The boy, anticipating his relief, clambered down from the scrub oak. Valentine slipped up behind.
Valentine moved quickly, clapping a strong left hand over the kid’s mouth and elevating the kid’s wrist to his shoulder blade with the right.
“Don’t crap yourself, kid. I’m not a Reaper. But I could have been. I want you to remember that when we get back to your campfire sing-along. I could have been. What’s your name?”
“Trent. Sunday Trent,” the boy sqeaked.
“Sunday? Like after Saturday?”
“Yes, sir.”
“Knock off the ‘sir,’ boy. I’m not some local trooper you have to polish. They call me the Last Chance.”
Valentine couldn’t say why he picked the name. One of the Moondaggers had called himself that. An emissary sent to deliver threats and ultimatums, he hadn’t intimidated the Southern Command’s troops—the quickest way to get their backs up was to start making demands and informing them they were beat.
Valentine thought of tying the kid’s hands—he had spare rawhide twine in a pocket, as it had lots of uses around camp—but settled for looping his legworm pick in the back of the boy’s pants and prodding him along with the haft. Less aggressive that way and it kept Valentine out of elbowing distance in case the boy made a gesture born more of desperation than inexperience.
Being careful about others’ actions as much as your own was how you stayed alive on Vampire Earth.
“Sunday, I need to talk to the boss of—What do you call yourselves, a gang?”
“Easy Crew, sir. Blitty Easy’s Crew.”
“Which one’s Blitty Easy?”
“The one with the tall hat, sir.”
Valentine thought of giving the kid a poke the next time he said sir.
“Call me Chance, Sunday.”
“The one with the hat, Chance bo—Chance.”
The use of names was relaxing the kid a little.
They met the relief sentry on the way, a man with no less than nine Old World jujus around his neck, a mixture of car manufacturer iconography and bandless watch faces. Valentine recognized a Rolex and Bulova dangling from gold chains. Valentine remembered some of the decorations as Gulf Coast Reaper wards.

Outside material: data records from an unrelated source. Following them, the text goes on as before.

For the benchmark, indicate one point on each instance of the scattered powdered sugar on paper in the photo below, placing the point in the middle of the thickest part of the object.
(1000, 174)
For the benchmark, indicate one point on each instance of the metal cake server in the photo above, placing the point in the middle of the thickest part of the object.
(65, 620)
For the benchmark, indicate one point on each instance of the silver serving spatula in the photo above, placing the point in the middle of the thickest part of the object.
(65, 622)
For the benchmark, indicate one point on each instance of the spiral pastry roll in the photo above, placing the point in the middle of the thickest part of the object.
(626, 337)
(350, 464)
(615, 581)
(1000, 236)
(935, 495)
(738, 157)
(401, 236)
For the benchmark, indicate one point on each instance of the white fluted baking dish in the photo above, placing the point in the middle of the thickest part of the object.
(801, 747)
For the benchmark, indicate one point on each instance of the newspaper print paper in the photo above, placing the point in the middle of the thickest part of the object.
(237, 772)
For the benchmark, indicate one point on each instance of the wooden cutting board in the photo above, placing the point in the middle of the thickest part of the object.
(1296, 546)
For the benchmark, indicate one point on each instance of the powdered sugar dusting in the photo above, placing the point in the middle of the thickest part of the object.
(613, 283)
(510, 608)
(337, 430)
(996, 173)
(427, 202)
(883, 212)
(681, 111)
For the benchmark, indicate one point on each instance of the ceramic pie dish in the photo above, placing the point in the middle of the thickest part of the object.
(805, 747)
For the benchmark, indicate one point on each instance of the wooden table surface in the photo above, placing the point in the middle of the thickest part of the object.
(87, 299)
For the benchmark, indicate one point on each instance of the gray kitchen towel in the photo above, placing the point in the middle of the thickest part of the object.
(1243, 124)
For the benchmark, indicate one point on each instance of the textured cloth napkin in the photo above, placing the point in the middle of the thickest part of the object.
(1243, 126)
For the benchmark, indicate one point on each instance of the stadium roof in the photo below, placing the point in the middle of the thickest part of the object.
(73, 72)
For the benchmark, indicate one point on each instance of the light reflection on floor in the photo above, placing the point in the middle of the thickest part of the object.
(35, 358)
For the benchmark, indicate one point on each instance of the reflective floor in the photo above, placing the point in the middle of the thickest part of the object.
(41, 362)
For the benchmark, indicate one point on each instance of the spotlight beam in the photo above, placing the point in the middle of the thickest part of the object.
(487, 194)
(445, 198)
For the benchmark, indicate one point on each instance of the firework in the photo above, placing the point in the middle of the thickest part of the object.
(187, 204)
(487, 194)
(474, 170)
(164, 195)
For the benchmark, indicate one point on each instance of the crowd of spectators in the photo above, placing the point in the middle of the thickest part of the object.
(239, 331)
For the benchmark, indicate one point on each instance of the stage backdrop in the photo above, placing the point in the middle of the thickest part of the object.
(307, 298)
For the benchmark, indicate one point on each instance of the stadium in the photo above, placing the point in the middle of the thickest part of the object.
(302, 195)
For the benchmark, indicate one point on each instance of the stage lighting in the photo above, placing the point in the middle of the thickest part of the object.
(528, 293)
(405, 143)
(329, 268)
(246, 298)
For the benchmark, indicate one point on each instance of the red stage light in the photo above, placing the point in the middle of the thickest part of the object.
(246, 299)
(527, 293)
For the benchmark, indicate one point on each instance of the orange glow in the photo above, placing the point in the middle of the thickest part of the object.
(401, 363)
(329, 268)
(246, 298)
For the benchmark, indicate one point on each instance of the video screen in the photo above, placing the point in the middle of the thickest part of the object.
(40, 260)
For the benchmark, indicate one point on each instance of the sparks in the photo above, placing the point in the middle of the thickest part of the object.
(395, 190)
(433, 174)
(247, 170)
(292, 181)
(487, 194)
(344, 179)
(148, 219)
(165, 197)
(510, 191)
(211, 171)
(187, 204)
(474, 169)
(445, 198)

“Keep your mouth shut, Sunday,” Valentine said.
“That watch post has blind spots right and left,” Valentine called. He kept Sunday Trent between himself and the sentry as they passed.
The relief looked distinctly unrelieved at the news.
“Hollup!” the relief called belatedly.
The camp was contracting like a turtle tucking in its limbs for the night. One of the poachers guided a captive to a tent, his hand firmly on the back of her neck. She didn’t struggle—a pregnancy was a guarantee of life in the Kurian Zone, both as proof of fertility and for the sake of the new member of the human herd.
The gunmen stood up at Valentine’s approach, swapping eating utensils for guns and clubs.
“Easy now, Easy Crew,” Valentine muttered. “Just relax, Sunday. All I want to do is talk a bit.”
Sunday led him into camp and people gathered, naturally curious about the stranger. Weapons were readied but not pointed.
Sunday pointed out the leader of the headhunters.
Valentine had to admire the big man’s sartorial taste. From the dirt pattern on his extremities, Valentine surmised he drove the ATV. Valentine hadn’t seen a beaver hat since New Orleans at least, if not Oklahoma, and this one had a lush shine to it that spoke of either recent purchase or tender care.
“Careful, tha, with that gun, stranger,” Blitty Easy said. Everything on him looked bright and expensive, from the silver tips on his shoes to the diamonds fixed to the skin in the place of one shaved eyebrow.
“I’m here to talk, not shoot,” Valentine said.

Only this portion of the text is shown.